My first encounter with Elizabeth Bishop was in 2014 when I watched the film “Reaching for the Moon,” which in German is simply called “Die Poetin” (The Poet). I found that title interesting, probably because I had started writing short stories myself in 2013. While I watched the film I didn’t even realize that it was about a real person. I thought it was a fictional story until I read the quotations of Miss Bishop and Robert Lowell at the end of the film. I had watched a lot of films about writers before but none of them haunted me like “Reaching for the Moon.” I thought about the quoted poems in the film for weeks until finally, in September 2014, I bought Bishop’s complete poems.
The first poem I read was “The Map” — I had some problems with “Norway’s hare” until I opened an atlas and found Norway looking like a running hare. The second poem I read was “A Cold Spring,” which has become one of my favorites and opened Bishop’s beautiful world of metaphors to me. Probably that is what I love so much about her poetry, that she describes everything so detailed. As I’m not a native speaker I sometimes have to look up quite a lot of words in the dictionary, but Bishop’s great descriptions are really worth having a close look on them.
It didn’t take long until I had read much more poems. At that time we had to do presentations in our English class at school and I decided that Miss Bishop’s poetry would be a great topic. I suggested to present Bishop as well as her poem “One Art.” Our teacher was enthusiastic because she hadn’t heard of Miss Bishop before. At that time I also found the Elizabeth Bishop Society of Nova Scotia, where I got very kind answers to all my questions from Sandra Barry.
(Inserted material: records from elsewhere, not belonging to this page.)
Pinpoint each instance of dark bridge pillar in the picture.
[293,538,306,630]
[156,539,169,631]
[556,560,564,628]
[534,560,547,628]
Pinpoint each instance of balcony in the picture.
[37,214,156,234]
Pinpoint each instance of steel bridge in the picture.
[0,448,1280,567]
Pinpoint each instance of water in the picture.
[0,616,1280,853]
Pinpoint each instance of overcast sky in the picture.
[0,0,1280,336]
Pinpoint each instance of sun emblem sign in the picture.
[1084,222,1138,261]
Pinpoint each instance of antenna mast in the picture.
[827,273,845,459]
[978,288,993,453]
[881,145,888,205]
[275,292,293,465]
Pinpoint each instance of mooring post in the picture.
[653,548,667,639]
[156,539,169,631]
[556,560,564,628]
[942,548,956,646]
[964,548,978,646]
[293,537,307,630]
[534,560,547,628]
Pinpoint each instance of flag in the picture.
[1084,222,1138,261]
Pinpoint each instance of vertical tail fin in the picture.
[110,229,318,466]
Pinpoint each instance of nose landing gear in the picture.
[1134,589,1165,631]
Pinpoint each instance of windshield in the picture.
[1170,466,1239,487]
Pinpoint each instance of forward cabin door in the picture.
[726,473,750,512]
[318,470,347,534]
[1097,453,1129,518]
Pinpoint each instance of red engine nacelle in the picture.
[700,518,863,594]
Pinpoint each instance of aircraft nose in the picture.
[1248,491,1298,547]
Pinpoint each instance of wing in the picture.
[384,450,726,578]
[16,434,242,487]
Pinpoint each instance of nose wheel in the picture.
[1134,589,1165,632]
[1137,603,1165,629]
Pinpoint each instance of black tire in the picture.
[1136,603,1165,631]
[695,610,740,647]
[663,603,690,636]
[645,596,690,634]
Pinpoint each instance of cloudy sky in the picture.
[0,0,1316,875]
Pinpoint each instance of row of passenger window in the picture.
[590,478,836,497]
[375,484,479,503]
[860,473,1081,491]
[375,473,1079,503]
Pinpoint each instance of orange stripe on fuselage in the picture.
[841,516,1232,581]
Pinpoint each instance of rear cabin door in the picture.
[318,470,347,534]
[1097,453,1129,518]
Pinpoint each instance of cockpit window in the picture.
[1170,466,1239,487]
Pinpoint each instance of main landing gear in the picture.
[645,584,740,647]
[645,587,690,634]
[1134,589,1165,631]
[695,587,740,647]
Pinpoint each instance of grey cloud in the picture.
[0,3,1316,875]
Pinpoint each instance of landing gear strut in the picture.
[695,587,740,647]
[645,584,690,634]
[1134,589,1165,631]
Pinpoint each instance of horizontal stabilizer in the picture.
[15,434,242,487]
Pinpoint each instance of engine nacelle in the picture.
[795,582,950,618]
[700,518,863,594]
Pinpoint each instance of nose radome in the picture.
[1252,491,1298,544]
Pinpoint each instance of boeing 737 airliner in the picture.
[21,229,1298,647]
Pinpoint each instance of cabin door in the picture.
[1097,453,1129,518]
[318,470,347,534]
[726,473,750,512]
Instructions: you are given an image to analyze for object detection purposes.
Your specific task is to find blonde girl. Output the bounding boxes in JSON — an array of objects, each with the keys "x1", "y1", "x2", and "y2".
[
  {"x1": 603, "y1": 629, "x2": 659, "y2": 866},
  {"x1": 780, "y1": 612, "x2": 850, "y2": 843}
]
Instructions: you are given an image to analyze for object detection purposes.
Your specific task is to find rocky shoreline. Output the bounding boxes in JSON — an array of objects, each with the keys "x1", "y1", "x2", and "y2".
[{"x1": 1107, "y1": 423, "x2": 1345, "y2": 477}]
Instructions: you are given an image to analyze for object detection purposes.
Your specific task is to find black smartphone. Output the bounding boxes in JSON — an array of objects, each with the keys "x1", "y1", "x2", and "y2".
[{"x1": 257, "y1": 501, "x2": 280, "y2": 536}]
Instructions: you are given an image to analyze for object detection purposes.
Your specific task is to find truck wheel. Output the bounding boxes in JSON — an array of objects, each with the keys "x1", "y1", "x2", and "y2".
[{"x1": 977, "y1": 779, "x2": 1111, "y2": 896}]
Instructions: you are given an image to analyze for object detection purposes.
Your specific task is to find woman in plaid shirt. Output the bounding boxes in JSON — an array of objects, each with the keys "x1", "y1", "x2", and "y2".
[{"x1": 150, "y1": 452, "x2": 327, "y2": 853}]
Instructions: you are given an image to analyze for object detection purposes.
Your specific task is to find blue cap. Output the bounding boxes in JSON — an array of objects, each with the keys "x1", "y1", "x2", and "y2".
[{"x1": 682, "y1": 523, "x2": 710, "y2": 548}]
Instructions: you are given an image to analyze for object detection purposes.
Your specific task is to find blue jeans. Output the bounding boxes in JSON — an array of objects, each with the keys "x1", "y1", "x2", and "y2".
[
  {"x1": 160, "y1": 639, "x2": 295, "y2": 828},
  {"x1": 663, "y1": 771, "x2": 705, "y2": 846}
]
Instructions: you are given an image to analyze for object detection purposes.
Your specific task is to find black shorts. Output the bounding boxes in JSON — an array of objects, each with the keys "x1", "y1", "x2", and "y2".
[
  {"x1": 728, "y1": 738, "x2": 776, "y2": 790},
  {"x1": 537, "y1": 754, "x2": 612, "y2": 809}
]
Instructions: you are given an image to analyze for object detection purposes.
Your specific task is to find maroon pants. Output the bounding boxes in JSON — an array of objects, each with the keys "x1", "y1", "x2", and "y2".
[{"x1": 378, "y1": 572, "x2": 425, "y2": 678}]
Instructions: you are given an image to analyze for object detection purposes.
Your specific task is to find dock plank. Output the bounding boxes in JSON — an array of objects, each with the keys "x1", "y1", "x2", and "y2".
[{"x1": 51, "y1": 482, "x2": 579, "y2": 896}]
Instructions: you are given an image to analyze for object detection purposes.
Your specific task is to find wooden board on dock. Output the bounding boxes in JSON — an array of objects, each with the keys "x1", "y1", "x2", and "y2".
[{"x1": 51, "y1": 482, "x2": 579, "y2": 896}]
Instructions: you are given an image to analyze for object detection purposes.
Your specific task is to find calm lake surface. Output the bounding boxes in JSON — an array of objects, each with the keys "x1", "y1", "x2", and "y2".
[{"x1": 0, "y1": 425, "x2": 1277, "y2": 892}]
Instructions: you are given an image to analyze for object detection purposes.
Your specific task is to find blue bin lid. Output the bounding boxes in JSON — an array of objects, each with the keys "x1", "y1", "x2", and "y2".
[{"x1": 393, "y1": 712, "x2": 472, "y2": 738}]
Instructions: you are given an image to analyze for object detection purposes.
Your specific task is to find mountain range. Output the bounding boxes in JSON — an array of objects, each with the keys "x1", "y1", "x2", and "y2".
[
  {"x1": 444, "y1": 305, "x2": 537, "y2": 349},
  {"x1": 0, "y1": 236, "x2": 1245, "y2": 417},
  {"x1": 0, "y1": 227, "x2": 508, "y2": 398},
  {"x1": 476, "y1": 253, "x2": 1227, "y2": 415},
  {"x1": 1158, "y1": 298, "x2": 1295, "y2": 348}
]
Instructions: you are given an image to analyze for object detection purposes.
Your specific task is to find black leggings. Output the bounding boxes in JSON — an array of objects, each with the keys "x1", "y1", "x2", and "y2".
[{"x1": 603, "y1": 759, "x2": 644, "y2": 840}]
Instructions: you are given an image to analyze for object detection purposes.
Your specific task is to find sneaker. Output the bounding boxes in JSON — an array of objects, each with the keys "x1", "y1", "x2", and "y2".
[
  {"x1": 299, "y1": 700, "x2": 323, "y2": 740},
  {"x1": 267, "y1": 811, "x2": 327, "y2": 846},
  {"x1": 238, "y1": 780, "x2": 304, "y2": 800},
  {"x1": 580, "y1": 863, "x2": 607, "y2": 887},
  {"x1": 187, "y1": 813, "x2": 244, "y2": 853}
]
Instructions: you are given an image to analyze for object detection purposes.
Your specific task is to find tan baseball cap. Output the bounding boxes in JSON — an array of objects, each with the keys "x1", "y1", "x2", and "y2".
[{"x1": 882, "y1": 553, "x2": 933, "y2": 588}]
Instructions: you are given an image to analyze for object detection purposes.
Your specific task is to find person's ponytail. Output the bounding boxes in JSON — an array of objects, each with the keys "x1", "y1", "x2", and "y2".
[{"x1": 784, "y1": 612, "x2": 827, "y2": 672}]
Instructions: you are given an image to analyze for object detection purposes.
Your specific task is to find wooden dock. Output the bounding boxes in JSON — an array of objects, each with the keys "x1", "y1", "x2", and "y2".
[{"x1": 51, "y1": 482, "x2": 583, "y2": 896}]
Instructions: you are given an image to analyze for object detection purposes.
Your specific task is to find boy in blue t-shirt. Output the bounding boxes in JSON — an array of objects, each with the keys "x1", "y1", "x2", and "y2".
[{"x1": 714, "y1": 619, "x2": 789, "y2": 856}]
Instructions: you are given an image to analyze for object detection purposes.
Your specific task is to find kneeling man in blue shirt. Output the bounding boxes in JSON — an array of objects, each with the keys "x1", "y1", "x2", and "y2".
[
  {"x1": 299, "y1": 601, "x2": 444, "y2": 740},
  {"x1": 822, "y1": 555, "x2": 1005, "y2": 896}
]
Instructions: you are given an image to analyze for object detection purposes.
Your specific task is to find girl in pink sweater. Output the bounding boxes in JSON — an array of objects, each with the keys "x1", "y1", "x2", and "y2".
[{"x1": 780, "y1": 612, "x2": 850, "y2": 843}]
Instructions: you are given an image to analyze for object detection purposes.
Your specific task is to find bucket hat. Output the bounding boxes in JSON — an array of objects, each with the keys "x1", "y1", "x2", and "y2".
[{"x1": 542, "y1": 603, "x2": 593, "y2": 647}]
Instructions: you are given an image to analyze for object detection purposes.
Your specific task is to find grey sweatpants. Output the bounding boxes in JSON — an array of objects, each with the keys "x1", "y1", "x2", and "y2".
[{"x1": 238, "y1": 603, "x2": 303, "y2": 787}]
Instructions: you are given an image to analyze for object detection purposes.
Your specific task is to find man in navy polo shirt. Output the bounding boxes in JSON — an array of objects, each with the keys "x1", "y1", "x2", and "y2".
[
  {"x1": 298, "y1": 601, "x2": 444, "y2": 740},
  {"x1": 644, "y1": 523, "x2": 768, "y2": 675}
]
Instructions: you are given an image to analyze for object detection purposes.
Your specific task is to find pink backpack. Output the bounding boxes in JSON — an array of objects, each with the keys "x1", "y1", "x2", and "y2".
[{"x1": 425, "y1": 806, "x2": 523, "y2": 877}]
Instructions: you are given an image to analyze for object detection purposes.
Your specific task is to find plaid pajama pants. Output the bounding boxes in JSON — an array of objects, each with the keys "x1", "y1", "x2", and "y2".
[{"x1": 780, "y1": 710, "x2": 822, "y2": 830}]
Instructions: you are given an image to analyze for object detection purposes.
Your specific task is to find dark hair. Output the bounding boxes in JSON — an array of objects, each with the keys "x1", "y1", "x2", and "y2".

Some time after I had presented Bishop in class I read Remembering Elizabeth Bishop — An Oral Biography. I really could identify with Bishop in her early years, as I had always felt out of place in school. Living at the edge of the German Alps one usually does a lot of winter sports, but I never did like those things. That made me the odd one out at elementary school, I think. Especially in the last two years, Miss Bishop’s poetry and stories helped me a lot in finding my way. I struggled with the decision of what I would study after finishing my final exams. Unlike Bishop, who chose to become a writer, I chose to study veterinary medicine. I haven’t regretted my decision so far and find it quite funny that we seem to share an interest in medicine.
Recently — in February 2017 — I organized an Elizabeth Bishop evening with some of my texts and Bishop’s poems because I find it a pity that only few people here in Germany are familiar with Miss Bishop, who is such a great poet. Over the last years she really has become my favorite writer.